Menzies Art Brands

WILLIAM ROBINSON, Day and Night Landscape


Observing the progress of William Robinson’s art is like operating the zoom function on a camera; but in reverse. From his earliest demure interiors and the studies of domestic life in the Robinson household, his vision and his focus expand gradually, over time, to take in the views through the windows to outside, to his garden, the yards, paddocks, and bush, to the distance, Australia, and the cosmos. The sublime landscapes which became the destination for this progress are now his best known work. These landscapes hang in Museums, Galleries, Collections Public and Private all over Australia and elsewhere. His standing in the Australian Art community – he is arguably the most important painter working in this country right now – is based on the beauty and originality of his vision of the Australian landscape. Robinson is the successor to Eugene von Guérard, Tom Roberts, Arthur Streeton and Fred Williams. Like these historical figures he is a painter working on the subject that is essentially Australian, its landscape. He has set about solving the unique problems that it presents to artists wishing to capture its special qualities. Robinson’s approach to the subject is in keeping with his appreciation of his place in subject’s artistic lineage. 

Along the way his vision and the style he worked in evolved. In the late 1980s, it was the goings-on of his farm animals drew his interest. His paintings of barnyard politics of cows and chooks are choreographed and sophisticated as well as being quite earthy. They remain amongst his best loved works. As the broader landscape itself starts to command his interest, however, the farm’s role in the greater scheme of things changes. The key moment in his development, which took place in the late 1980s, occurs when we start to see the earth, forest, and the sky from the viewpoint of a person lying flat on the ground. With the trees reaching upwards into the sky, as seen from below, Robinson rolled the landscape on its side and subjected it to the kind of examination you can undertake when you are alone, relaxed and in repose. 

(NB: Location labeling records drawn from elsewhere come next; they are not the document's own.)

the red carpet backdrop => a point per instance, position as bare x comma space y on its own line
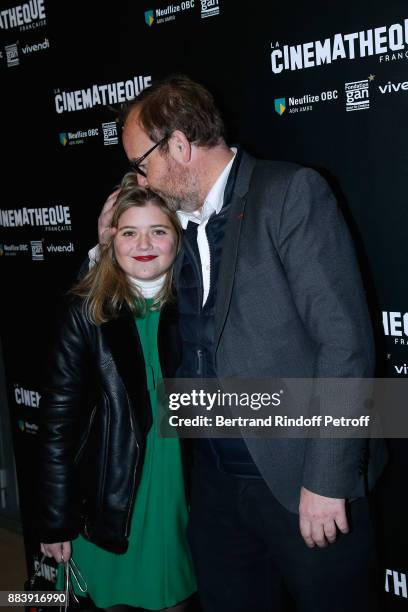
321, 84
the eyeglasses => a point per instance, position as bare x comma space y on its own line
136, 163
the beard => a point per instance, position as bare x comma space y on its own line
180, 190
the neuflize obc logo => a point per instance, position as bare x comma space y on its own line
209, 8
149, 17
357, 95
280, 105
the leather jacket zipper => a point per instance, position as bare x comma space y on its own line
85, 440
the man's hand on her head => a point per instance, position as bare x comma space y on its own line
105, 231
320, 517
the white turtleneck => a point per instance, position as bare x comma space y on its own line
148, 288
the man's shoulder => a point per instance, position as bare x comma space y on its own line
273, 172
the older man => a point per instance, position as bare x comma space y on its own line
268, 286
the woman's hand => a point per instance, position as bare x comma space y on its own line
61, 551
105, 231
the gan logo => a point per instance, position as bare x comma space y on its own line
280, 105
12, 55
63, 138
357, 95
149, 17
110, 133
393, 87
37, 251
209, 8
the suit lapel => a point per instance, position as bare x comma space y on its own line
126, 349
231, 243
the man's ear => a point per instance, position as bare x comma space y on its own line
180, 147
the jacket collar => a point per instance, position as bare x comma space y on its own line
236, 190
125, 346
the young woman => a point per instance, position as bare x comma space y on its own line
110, 484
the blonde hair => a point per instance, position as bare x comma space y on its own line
105, 287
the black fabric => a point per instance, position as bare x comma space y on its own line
248, 552
197, 325
95, 416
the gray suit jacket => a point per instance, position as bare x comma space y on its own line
290, 304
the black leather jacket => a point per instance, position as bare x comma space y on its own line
95, 417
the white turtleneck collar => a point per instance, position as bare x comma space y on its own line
148, 288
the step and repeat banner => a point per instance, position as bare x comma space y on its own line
326, 87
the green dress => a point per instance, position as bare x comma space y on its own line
156, 571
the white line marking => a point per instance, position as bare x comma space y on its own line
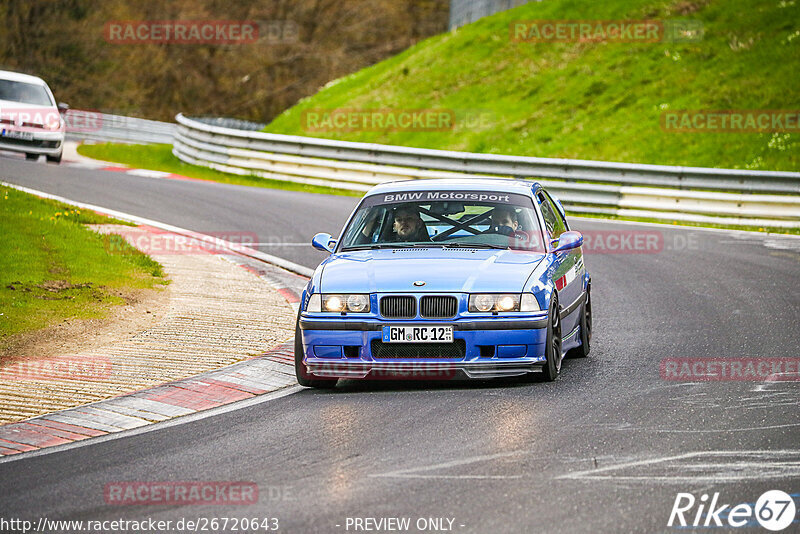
238, 405
233, 247
758, 465
413, 472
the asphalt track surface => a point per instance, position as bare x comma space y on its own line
605, 448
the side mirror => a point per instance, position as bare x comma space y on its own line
323, 242
567, 241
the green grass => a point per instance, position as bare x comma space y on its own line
160, 158
53, 268
598, 101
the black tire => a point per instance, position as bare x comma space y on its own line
586, 329
303, 377
552, 351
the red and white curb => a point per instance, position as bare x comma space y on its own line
267, 373
244, 380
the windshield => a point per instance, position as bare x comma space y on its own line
470, 219
24, 93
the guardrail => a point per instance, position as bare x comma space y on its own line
94, 126
696, 194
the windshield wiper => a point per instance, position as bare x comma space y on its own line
469, 245
382, 245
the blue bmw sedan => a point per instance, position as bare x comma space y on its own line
440, 279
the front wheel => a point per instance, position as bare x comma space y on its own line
303, 377
552, 351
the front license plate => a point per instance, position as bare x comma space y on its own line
417, 334
14, 134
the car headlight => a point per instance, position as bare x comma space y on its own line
494, 302
529, 303
352, 303
314, 303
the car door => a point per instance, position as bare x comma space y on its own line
567, 268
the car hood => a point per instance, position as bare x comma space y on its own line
451, 270
32, 112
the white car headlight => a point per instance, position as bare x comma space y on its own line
494, 302
350, 303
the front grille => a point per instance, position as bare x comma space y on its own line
438, 307
399, 307
383, 351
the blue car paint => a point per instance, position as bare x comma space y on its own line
454, 272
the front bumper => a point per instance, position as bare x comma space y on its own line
43, 143
502, 347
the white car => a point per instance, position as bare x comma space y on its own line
30, 119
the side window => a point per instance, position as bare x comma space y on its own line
559, 217
552, 219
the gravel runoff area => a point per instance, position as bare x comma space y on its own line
219, 313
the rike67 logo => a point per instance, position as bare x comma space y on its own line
775, 510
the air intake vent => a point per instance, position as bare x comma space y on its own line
438, 307
399, 307
381, 350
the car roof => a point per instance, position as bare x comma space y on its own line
505, 185
19, 77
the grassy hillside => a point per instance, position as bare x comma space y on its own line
594, 100
53, 268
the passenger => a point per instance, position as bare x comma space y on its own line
504, 221
408, 226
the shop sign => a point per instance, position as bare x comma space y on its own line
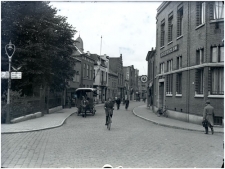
169, 51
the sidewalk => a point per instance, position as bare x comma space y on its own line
58, 118
48, 121
147, 114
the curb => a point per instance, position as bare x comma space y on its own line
25, 131
166, 125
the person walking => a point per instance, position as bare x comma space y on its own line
108, 109
118, 101
208, 114
127, 103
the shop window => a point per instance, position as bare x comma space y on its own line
199, 56
87, 71
169, 65
217, 54
179, 83
180, 21
162, 33
218, 10
161, 68
169, 84
217, 81
170, 28
84, 72
200, 13
199, 81
179, 62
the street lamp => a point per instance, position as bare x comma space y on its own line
9, 50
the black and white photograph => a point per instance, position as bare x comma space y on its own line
112, 84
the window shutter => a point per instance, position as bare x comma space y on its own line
197, 13
178, 24
177, 83
209, 80
197, 81
211, 5
167, 83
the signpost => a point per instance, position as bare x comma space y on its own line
14, 75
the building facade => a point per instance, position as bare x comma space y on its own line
190, 59
101, 70
112, 84
116, 65
129, 74
150, 58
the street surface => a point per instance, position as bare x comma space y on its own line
131, 142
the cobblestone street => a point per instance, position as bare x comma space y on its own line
131, 142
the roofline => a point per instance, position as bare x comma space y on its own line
162, 7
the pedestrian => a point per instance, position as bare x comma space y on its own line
108, 109
118, 101
208, 115
127, 103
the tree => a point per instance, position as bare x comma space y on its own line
43, 43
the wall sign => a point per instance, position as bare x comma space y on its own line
169, 51
144, 78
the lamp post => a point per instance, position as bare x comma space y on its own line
9, 50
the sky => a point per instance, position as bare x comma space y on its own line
127, 28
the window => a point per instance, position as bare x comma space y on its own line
169, 65
179, 62
217, 54
87, 71
199, 56
218, 12
217, 75
200, 13
84, 72
179, 83
169, 84
90, 73
199, 81
170, 29
94, 74
161, 68
162, 33
180, 21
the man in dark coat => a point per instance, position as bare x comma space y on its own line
208, 115
108, 109
118, 101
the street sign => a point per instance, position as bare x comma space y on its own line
14, 75
5, 75
144, 78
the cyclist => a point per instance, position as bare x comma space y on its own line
108, 109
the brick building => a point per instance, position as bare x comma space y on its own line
129, 75
150, 58
112, 84
116, 65
190, 59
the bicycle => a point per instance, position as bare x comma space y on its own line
161, 112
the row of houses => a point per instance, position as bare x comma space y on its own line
187, 66
106, 74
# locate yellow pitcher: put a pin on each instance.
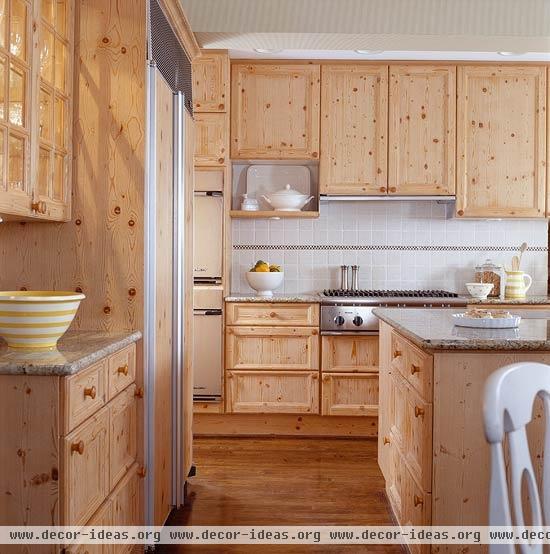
(516, 287)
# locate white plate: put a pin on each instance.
(462, 320)
(265, 179)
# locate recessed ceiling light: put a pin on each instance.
(267, 50)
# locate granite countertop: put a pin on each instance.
(530, 300)
(75, 351)
(433, 329)
(296, 298)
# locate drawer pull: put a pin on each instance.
(90, 391)
(78, 447)
(414, 369)
(123, 369)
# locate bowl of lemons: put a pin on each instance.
(264, 278)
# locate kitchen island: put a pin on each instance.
(431, 445)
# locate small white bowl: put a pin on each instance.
(479, 290)
(264, 283)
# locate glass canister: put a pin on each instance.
(489, 272)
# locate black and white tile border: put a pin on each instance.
(412, 248)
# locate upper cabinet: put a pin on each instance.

Night and Day belongs to the period when Robinson’s vision enters a philosophical phase, when the spirituality of the bush takes over from its domestication. The cows, a final trace of man’s activity, fade as dusk draws a veil over the scene. The capacity of a landscape to inspire thoughts of magic and mystery is now Robinson’s inspiration. As the paintings evolve through the 1990s into these remarkable views, which combine the awe of distance and the close intimacy of the understory, where leaves, branches, clouds, sunbeams and showers and stars contribute the final element, he succeeds in his quest of rendering the sublime. These paintings, although as stylised as anything by William Blake or Samuel Palmer, are nevertheless thoroughly convincing as depictions of the part of the country he knows best.